JustAGuysInThailand · April 8, 2021, 8:20pm

I have a dataset in the size of [88,498,20] which represent 88 samples with the length of 498, each Time-steps will be represent by 20 classes.
My output is [88,498,3] so it’s the same as input only different is now I only have 3 classes to predict.

So this is my first time with Pytorch. With Keras, I just simply create Dense layers , using Categorical_CrossEntropy loss function.

But for Pytorch I tried to create like this :

class MLP(torch.nn.Module):
def init(self):
super(MLP, self).init()
self.dense1 = torch.nn.Linear(20,128)
self.relu = torch.nn.ReLU()
self.dropout = nn.Dropout(0.5)
self.dense2 = torch.nn.Linear(128, 3)
self.softmax = torch.nn.Softmax()
def forward(self, x):
    x = self.dense1(x)
    x = self.relu(x)
    x = self.dense2(x)
    x = self.dropout(x)
    x = self.softmax(x)
    return x

and the training go like this:

model = MLP()
criterion = nn.CrossEntropyLoss()
optimizer = optim.SGD(model.parameters(), lr=0.001, momentum=0.9)
train_losses =
val_losses =

for epoch in range(100):
running_loss = 0.0
optimizer.zero_grad()
outputs = model(x_train)
loss = criterion(outputs, y_train)
loss.backward()
optimizer.step()

But I got this error with the Loss function :

ValueError: Expected target size (88, 3), got torch.Size([88, 498, 3])

So I don’t know what should I configure with the network and how to determine the size of each Linear layers.

ptrblck · April 9, 2021, 7:14am

nn.CrossEntropyLoss expects raw logits, so you should remove the self.softmax from the forward method.
Assuming your current model output represents: [batch_size=88, seq_len=498, nb_classes=3], you would have to permute the output so that it has the shape [batch_size, nb_classes, seq_len] via output = output.permute(0, 2, 1).
Also the target shape should be [batch_size, seq_len] and it should contain class indices in the range [0, nb_classes-1].

JustAGuysInThailand · April 9, 2021, 7:51am

Thank you for your answer.
But here I don’t really understand.
First about the input : My first layer is

nn.Linear(input_size, hidden_size)

so what is the input size here? Normally in Keras i just put input_size = (batch, seq_len, no_classes) but for Pytorch I have tried and the only satisfied value for input_size is 20 which is my no_classes? So normally with Pytorch we should pout as no_layers for input size?

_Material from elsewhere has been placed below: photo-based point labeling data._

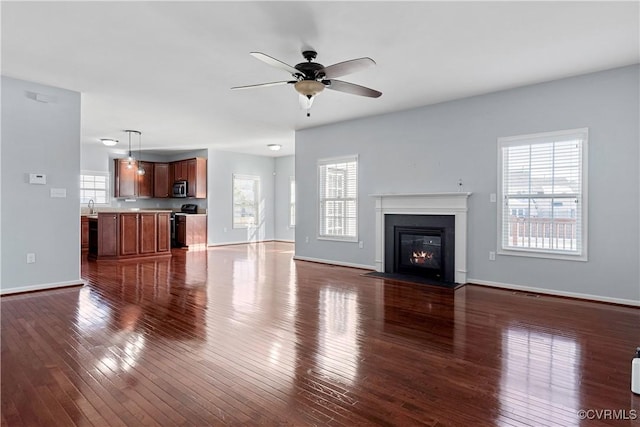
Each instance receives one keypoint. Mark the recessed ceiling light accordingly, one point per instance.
(109, 142)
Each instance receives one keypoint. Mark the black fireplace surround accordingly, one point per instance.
(420, 245)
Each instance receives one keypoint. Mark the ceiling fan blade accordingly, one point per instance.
(351, 88)
(263, 85)
(346, 67)
(274, 62)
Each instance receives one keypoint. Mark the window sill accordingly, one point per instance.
(339, 239)
(543, 254)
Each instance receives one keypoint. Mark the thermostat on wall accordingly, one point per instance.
(37, 178)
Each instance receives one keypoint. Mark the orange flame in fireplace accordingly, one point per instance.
(421, 257)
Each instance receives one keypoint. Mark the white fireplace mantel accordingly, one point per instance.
(425, 204)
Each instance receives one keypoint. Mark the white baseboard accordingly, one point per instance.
(331, 262)
(590, 297)
(41, 287)
(245, 242)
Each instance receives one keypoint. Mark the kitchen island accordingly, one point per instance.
(128, 234)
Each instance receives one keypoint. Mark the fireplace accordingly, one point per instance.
(452, 205)
(420, 245)
(419, 251)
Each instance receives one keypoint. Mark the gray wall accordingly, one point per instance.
(39, 137)
(428, 149)
(222, 166)
(285, 169)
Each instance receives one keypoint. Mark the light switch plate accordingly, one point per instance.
(37, 178)
(58, 192)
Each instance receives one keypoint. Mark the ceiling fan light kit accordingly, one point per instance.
(312, 78)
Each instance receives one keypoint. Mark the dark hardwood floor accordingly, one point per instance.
(244, 335)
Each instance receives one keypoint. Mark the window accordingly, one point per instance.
(543, 192)
(246, 199)
(94, 186)
(292, 201)
(338, 189)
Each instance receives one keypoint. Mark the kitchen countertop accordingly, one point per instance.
(95, 215)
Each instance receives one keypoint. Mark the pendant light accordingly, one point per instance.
(132, 160)
(141, 170)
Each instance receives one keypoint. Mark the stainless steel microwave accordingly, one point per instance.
(179, 189)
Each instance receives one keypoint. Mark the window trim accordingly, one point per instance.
(329, 161)
(543, 137)
(107, 177)
(255, 178)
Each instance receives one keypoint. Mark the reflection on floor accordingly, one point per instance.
(246, 335)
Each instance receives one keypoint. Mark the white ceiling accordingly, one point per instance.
(166, 68)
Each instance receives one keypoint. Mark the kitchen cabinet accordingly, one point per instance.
(191, 230)
(128, 234)
(161, 183)
(164, 232)
(180, 170)
(124, 235)
(146, 181)
(103, 236)
(84, 233)
(138, 233)
(197, 178)
(125, 179)
(159, 178)
(194, 171)
(147, 233)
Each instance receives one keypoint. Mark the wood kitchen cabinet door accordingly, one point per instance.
(107, 234)
(161, 181)
(126, 179)
(181, 230)
(84, 233)
(196, 230)
(128, 234)
(145, 182)
(180, 170)
(197, 178)
(164, 232)
(147, 230)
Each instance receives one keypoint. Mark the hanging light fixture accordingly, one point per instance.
(141, 170)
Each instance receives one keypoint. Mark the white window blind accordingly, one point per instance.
(543, 193)
(94, 186)
(246, 201)
(338, 198)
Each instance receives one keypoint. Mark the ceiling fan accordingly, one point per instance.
(311, 78)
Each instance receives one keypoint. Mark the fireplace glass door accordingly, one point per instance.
(420, 252)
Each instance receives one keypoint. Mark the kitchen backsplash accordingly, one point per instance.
(173, 204)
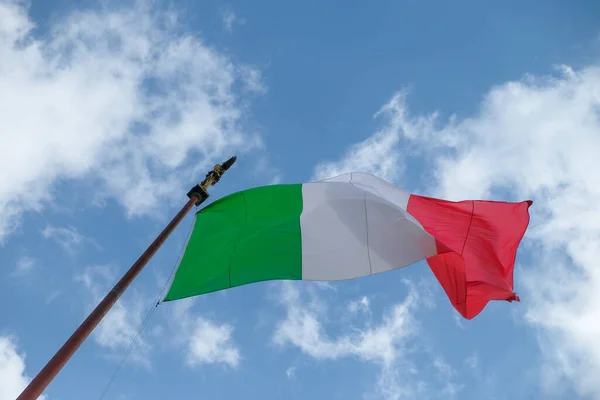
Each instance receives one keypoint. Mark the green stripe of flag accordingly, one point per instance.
(249, 236)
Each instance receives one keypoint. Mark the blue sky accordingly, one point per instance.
(109, 114)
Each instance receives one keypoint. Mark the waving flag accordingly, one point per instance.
(351, 226)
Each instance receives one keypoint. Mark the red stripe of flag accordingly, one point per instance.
(477, 244)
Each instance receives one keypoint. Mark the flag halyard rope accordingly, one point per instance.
(138, 334)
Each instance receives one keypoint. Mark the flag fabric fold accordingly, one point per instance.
(350, 226)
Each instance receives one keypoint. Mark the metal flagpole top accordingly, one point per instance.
(200, 191)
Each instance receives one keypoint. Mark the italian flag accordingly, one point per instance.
(351, 226)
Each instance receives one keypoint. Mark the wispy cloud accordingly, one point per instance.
(229, 19)
(535, 138)
(385, 343)
(68, 238)
(149, 98)
(12, 370)
(205, 341)
(25, 265)
(120, 326)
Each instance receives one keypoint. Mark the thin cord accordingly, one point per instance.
(145, 322)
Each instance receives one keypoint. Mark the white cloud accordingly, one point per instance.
(229, 18)
(206, 341)
(385, 343)
(360, 305)
(25, 265)
(537, 138)
(211, 344)
(12, 370)
(120, 326)
(118, 101)
(68, 238)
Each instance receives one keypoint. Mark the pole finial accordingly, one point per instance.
(200, 191)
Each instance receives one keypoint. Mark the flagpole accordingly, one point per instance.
(197, 195)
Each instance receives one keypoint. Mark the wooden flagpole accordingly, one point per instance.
(197, 195)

Second one, I understand the permute() you so me so to fit with the loss function, I think I have to make the target_size as [batch_size, seq_len] so that mean I will not need to convert my level to one-hot encoding as Keras I believe. But can you so me how to determine the number of sample for each batch? With Keras I just declare the batch_size = no_samples per batch only.

Sorry for the newbie question, I’m really new with Pytorch , just move from Keras to this framework so my idea just cannot follow Pytorch properly and tutorial on the internet is not as detail as Keras ( I think because Pytorch is still new ).

ptrblck · April 10, 2021, 12:27am

The input size to an nn.Linear layer is defined in the docs as:

Input: (N,∗,H_in) where *∗ means any number of additional dimensions and H_in=in_features

In your case you would thus pass the input as [batch_size, seq_len, in_features].

Are you sure you are passing the no_classes into the first layer in Keras? This seems like an unneeded limitation unless your model only contains a single layer.

Yes, the shape is correct and also one-hot encoded targets are not needed, but the target should contain the class indices.

The batch size is not determined in the model (as it’s not depending on the number of samples passed to it) and you could set the desired batch_size in the DataLoader.